Oh still nagging doubt. That tone of question in the fortune-teller's voice. Not the ordinary woman? Not her voice, a far deeper one. The Voice, asking if I realise the weight of my responsibility? The deepest 'Is it important?', really 'Do you understand how important it is?' Do I?

Still that preying fear. She spoke of a lack of conviction, a distance between spirit and intellect, a basic lack of caring. Is it ineradicable? Within me cancerously? In my genes?

I must fight to make myself ready. Even as I tear at each knot of the growth I know that there is yet more below, where my hand and eye have not yet reached. How deep is my indifference? I will pass on my seed to a new world...will it still be one of destruction? Not of discord, division and dogma--but of vacuousness, lethargy, lack of conviction in self, in world, in time, in reality, even in life? What world is to come when my time comes? Have I time to make a better, more of, me?

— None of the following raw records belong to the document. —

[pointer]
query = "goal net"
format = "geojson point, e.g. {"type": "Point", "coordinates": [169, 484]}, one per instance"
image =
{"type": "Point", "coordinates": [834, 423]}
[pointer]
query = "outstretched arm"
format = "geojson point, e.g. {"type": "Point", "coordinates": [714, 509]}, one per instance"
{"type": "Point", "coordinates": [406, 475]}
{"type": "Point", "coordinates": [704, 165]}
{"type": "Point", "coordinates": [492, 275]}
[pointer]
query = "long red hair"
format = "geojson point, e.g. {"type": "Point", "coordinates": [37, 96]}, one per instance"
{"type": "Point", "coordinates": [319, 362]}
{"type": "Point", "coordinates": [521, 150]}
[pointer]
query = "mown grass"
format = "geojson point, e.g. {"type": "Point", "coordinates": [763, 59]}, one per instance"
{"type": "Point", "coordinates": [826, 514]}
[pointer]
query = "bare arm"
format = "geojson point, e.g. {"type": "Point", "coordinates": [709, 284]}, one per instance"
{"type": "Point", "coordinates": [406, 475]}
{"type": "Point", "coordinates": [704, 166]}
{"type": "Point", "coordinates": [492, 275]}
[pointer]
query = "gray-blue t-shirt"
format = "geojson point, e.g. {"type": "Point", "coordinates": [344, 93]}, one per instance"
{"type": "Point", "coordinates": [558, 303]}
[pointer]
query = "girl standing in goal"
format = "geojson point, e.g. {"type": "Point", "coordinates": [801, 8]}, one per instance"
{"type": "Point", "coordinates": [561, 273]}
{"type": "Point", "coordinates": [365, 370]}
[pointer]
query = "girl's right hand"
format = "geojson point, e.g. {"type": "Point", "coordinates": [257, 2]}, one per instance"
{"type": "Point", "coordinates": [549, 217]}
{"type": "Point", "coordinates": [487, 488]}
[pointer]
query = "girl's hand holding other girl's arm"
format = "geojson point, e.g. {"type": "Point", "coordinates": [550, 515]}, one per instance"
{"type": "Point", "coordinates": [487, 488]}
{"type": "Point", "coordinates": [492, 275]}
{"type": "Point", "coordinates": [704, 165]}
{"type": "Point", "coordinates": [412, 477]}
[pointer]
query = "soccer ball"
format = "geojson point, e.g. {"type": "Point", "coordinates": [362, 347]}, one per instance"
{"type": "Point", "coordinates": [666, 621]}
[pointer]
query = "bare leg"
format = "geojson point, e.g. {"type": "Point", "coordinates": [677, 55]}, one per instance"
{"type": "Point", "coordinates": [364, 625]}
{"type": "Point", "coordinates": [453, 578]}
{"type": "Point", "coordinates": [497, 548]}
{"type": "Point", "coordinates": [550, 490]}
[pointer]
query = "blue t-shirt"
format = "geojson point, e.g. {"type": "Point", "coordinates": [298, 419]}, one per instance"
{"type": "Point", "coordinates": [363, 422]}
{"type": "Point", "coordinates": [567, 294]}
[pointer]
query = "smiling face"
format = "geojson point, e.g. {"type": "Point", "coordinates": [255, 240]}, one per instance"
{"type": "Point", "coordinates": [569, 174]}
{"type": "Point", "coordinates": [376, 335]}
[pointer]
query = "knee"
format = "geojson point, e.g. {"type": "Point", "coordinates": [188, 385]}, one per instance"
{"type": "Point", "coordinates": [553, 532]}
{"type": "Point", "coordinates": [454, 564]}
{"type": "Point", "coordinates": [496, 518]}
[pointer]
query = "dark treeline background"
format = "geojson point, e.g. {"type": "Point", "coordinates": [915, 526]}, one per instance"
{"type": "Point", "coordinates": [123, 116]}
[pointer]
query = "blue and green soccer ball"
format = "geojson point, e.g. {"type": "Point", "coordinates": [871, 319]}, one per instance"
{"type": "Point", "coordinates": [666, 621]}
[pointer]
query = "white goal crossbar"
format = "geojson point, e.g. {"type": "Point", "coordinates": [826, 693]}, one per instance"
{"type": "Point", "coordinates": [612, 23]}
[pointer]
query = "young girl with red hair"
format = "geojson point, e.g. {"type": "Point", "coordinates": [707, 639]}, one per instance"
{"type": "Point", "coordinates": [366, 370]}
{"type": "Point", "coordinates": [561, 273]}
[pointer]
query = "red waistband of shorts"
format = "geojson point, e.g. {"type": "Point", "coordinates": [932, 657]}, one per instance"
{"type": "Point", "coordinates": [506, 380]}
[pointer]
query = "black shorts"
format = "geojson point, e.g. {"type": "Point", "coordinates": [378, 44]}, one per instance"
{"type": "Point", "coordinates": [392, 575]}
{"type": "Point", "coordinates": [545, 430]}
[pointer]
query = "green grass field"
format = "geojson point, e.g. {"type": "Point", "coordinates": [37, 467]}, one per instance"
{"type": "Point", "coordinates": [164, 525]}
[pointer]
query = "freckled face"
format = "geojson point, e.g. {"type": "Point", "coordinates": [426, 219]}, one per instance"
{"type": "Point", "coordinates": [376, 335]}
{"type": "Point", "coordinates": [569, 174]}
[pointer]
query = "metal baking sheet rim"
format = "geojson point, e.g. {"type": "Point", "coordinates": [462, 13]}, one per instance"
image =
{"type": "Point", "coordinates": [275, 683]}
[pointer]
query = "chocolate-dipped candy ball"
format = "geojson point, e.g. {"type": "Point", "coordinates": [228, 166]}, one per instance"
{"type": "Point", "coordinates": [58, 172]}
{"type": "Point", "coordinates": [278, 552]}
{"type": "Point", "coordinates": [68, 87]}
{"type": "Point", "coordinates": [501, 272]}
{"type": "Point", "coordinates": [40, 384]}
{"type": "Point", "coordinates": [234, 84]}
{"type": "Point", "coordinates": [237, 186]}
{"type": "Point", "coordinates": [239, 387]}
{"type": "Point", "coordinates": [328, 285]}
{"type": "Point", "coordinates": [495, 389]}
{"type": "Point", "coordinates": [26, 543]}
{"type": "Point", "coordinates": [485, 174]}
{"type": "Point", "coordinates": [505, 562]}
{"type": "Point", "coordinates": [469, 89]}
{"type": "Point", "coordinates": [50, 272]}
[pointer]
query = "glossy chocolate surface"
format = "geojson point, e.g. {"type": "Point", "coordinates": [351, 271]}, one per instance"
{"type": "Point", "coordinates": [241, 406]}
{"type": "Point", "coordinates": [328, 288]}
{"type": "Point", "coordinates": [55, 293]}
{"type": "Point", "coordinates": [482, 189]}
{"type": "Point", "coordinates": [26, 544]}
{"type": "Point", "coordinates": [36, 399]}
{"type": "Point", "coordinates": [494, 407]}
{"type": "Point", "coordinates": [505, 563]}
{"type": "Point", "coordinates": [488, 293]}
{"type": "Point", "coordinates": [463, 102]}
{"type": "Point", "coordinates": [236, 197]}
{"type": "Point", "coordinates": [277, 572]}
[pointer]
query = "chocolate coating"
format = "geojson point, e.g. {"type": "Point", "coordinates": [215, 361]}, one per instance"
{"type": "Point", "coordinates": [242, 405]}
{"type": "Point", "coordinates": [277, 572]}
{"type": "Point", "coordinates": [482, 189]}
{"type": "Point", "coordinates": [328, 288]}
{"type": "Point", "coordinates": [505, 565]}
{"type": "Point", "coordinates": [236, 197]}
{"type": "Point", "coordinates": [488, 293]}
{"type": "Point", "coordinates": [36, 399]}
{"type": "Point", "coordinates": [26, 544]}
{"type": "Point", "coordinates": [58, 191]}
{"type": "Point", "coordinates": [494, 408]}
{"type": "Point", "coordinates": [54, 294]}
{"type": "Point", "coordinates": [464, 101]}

How long do I have to prepare, how soon before I am truly Adam...?

Perhaps he's cracked, perhaps he's gone mad. Perhaps he's right. Anyway, he and his problems are in a future none of us will ever know. Even so, it's hard to know what to think; whether we feel sorry for him, laugh at him, cry for him, hope for him, tell him 'good luck' or 'get stuffed', or even fail to believe in him at all...he'll still be one up on us.

For Adam now lives in the conviction that his life has purpose.